Westmead Clinical School, Faculty of Medicine and Health, University of Sydney, Westmead, NSW 2145, Australia; St Vincent's Hospital Melbourne, 41 Victoria Parade, Fitzroy VIC 3065, Australia.
St Vincent's Hospital Melbourne, 41 Victoria Parade, Fitzroy VIC 3065, Australia; Peter MacCallum Cancer Centre, 305 Grattan St, Melbourne VIC 3000, Australia.
Oral Oncol. 2022 Oct;133:106052. doi: 10.1016/j.oraloncology.2022.106052. Epub 2022 Jul 31.
Carcinoma ex Pleomorphic Adenoma (CXPA) is a rare primary salivary gland malignancy, typically arising from a pre-existing pleomorphic adenoma.

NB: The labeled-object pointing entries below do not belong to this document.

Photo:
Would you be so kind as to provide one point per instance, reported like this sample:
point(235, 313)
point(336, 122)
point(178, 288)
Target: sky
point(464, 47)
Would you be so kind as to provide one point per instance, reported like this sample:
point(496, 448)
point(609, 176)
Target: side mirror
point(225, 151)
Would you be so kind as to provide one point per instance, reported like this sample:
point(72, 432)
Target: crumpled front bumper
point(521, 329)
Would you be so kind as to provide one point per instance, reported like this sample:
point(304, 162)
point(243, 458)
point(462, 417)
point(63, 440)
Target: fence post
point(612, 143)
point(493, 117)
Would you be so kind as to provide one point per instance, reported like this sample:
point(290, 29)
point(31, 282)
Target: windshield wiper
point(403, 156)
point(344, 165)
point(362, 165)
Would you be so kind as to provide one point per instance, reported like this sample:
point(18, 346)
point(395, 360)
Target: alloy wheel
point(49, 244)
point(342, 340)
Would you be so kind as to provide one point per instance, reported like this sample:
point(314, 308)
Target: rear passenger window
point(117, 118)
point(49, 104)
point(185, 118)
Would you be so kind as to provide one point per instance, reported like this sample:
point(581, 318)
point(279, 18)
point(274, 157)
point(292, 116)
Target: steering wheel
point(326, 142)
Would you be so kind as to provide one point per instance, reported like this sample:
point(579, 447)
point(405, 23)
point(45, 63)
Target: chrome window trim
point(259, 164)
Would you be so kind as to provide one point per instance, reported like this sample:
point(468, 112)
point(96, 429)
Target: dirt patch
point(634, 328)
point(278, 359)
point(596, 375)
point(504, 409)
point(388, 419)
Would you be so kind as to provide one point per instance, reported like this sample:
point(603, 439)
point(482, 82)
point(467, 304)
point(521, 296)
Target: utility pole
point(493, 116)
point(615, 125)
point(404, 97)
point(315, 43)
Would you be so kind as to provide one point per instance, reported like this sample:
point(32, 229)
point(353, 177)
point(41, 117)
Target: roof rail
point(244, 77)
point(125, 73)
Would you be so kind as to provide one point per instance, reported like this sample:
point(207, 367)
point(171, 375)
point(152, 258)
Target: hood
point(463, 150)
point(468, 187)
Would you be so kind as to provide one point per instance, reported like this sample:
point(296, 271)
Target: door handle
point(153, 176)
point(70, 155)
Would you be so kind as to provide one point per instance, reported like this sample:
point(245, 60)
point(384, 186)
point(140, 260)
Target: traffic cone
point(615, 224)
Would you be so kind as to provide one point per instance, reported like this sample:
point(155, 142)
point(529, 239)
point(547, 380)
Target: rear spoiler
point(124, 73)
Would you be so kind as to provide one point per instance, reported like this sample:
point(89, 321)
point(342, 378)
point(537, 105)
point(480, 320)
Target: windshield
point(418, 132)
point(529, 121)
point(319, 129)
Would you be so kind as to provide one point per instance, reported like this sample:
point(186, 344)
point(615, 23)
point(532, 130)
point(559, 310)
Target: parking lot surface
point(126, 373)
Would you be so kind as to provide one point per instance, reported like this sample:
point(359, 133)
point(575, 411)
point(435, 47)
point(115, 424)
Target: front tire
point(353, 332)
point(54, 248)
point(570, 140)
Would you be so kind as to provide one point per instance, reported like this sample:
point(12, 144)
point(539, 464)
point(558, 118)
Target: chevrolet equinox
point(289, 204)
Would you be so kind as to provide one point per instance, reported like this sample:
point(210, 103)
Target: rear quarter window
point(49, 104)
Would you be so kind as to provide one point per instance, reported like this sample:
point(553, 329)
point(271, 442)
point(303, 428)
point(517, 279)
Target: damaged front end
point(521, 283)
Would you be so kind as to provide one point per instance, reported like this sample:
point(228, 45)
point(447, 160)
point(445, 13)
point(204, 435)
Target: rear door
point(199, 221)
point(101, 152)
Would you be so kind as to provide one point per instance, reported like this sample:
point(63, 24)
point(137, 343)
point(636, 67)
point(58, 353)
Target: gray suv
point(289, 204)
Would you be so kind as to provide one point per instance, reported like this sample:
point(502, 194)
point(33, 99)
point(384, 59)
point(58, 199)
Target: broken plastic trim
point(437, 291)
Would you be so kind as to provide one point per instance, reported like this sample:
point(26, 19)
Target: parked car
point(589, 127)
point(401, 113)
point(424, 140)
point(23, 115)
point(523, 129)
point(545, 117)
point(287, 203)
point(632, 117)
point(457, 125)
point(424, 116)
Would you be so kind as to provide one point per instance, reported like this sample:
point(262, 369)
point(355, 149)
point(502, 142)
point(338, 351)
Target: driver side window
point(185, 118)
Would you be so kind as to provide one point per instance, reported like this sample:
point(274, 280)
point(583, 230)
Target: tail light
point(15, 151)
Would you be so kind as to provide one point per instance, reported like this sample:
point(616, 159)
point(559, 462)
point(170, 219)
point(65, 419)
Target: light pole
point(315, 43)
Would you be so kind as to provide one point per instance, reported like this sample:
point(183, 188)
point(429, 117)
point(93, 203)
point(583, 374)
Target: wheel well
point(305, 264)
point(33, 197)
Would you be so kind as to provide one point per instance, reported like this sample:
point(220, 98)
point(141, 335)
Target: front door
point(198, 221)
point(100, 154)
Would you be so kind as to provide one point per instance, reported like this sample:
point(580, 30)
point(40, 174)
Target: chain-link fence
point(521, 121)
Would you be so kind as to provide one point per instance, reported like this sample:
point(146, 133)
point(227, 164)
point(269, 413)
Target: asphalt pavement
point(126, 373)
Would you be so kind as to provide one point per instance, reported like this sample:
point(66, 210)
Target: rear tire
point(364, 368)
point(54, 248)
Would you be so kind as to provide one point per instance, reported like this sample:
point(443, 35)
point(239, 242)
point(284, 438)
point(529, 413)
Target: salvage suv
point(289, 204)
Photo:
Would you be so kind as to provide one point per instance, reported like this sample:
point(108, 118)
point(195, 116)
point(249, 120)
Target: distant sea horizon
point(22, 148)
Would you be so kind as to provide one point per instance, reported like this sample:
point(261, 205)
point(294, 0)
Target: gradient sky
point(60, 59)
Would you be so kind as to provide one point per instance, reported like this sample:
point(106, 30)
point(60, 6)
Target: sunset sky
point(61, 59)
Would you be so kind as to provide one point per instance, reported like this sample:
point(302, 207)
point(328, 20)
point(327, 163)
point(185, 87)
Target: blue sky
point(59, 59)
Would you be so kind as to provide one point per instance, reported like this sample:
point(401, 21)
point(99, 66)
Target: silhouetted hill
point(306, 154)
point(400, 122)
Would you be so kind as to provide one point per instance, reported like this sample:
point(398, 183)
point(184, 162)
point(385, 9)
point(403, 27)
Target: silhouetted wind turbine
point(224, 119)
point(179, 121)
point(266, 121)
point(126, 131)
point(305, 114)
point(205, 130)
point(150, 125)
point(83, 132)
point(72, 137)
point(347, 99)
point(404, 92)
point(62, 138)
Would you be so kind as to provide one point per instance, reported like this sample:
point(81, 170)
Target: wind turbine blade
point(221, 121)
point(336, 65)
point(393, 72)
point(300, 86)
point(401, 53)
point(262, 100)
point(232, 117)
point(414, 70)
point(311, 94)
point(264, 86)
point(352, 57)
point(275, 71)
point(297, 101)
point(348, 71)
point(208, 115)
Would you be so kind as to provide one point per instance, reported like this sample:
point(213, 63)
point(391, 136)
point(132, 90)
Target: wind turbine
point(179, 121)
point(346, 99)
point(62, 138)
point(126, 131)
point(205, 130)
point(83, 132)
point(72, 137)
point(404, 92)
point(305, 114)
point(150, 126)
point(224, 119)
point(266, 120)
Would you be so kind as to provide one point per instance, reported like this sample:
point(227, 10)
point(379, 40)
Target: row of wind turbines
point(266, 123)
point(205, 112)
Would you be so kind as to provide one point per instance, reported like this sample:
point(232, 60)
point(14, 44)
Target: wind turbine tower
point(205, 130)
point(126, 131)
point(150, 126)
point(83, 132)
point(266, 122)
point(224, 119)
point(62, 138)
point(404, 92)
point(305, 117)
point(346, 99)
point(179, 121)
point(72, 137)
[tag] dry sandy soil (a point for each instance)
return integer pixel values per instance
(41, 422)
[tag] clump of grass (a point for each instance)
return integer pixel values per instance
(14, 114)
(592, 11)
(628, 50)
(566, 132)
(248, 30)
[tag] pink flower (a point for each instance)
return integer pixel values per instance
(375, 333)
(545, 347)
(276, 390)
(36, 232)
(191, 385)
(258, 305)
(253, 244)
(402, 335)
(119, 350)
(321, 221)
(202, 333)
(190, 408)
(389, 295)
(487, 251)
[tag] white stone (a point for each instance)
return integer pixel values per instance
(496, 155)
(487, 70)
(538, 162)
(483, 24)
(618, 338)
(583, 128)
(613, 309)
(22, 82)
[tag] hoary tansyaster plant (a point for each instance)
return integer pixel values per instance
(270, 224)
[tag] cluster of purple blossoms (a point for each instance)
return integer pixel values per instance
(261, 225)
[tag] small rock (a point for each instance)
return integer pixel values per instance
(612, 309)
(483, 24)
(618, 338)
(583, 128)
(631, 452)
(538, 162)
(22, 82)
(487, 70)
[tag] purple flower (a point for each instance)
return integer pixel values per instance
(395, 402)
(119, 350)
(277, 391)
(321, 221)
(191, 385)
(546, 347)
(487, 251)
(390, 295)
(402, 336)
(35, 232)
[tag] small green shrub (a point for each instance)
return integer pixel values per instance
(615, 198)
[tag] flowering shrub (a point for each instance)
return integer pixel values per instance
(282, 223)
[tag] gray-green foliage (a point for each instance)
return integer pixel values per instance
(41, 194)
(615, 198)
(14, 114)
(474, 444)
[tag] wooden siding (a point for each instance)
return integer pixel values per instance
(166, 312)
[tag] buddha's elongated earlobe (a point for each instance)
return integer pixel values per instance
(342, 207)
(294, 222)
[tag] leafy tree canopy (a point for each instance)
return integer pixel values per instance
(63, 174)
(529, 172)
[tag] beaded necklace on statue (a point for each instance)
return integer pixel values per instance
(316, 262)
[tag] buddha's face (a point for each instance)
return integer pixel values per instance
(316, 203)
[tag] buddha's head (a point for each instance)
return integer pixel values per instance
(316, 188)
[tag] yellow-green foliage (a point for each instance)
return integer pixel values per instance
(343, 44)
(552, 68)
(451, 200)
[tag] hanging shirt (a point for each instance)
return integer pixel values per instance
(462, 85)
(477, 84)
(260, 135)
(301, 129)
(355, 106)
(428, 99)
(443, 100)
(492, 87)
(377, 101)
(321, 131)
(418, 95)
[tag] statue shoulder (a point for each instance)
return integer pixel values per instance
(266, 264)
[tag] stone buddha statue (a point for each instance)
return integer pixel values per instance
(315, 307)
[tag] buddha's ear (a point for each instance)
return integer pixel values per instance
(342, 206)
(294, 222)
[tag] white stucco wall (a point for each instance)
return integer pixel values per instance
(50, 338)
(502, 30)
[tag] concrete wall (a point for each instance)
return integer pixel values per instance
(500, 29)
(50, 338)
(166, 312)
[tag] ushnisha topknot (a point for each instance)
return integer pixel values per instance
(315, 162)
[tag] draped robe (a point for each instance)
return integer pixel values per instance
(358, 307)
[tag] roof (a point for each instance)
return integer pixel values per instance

This systematic review examines prognostic factors affecting overall survival (OS) in major and minor salivary gland CXPA.
Systematic review of MEDLINE, Cochrane, Scopus, Web of Science, CINAHL, and Open Grey databases from inception to 31st March 2022 for all English-language literature pertaining to 'carcinoma ex pleomorphic adenoma'. All study types with greater than five patients with CXPA of the major and minor salivary glands were eligible for inclusion.
Of 8143 studies, 39 studies (n = 5637 patients) meeting the inclusion criteria were included. Median OS at one, three, five, and ten years were 90.0 %, 72.0 %, 61.9 %, and 45.0 % respectively for all CXPA. Higher staging, T stage, nodal disease, grading, and invasion ≥ 1.5 mm had worse outcomes. Histological subtype, perineural invasion, and radiotherapy did not demonstrate a consistent trend. Three studies were evaluated to have high risk of bias, and was removed for sensitivity analysis.
Survival outcomes worsen with time for all salivary gland CXPA. Further research on histopathological features and the utility of radiation therapy is required to guide patient selection for more aggressive treatment.
CRD42021238544 (PROSPERO).
癌在多形性腺瘤(CXPA)是一种罕见的原发性涎腺癌,通常起源于先前存在的多形性腺瘤。本系统评价检查了影响大、小涎腺 CXPA 总生存率(OS)的预后因素。
对 MEDLINE、Cochrane、Scopus、Web of Science、CINAHL 和 Open Grey 数据库进行了系统评价,检索时间从建库至 2022 年 3 月 31 日,检索内容为所有与“癌在多形性腺瘤”相关的英文文献。所有研究类型均纳入了大、小涎腺 CXPA 患者 5 例以上的研究。
在 8143 项研究中,符合纳入标准的 39 项研究(n=5637 例患者)被纳入。所有 CXPA 的 1 年、3 年、5 年和 10 年 OS 中位数分别为 90.0%、72.0%、61.9%和 45.0%。较高的分期、T 分期、淋巴结疾病、分级和侵袭性≥1.5mm 均提示预后较差。组织学亚型、神经周围侵犯和放疗并未表现出一致的趋势。有 3 项研究被评估为存在高偏倚风险,因此在敏感性分析中被剔除。
对于所有涎腺 CXPA,随着时间的推移,生存结果会恶化。需要进一步研究组织病理学特征和放疗的作用,以指导选择更积极的治疗方法。
CRD42021238544(PROSPERO)。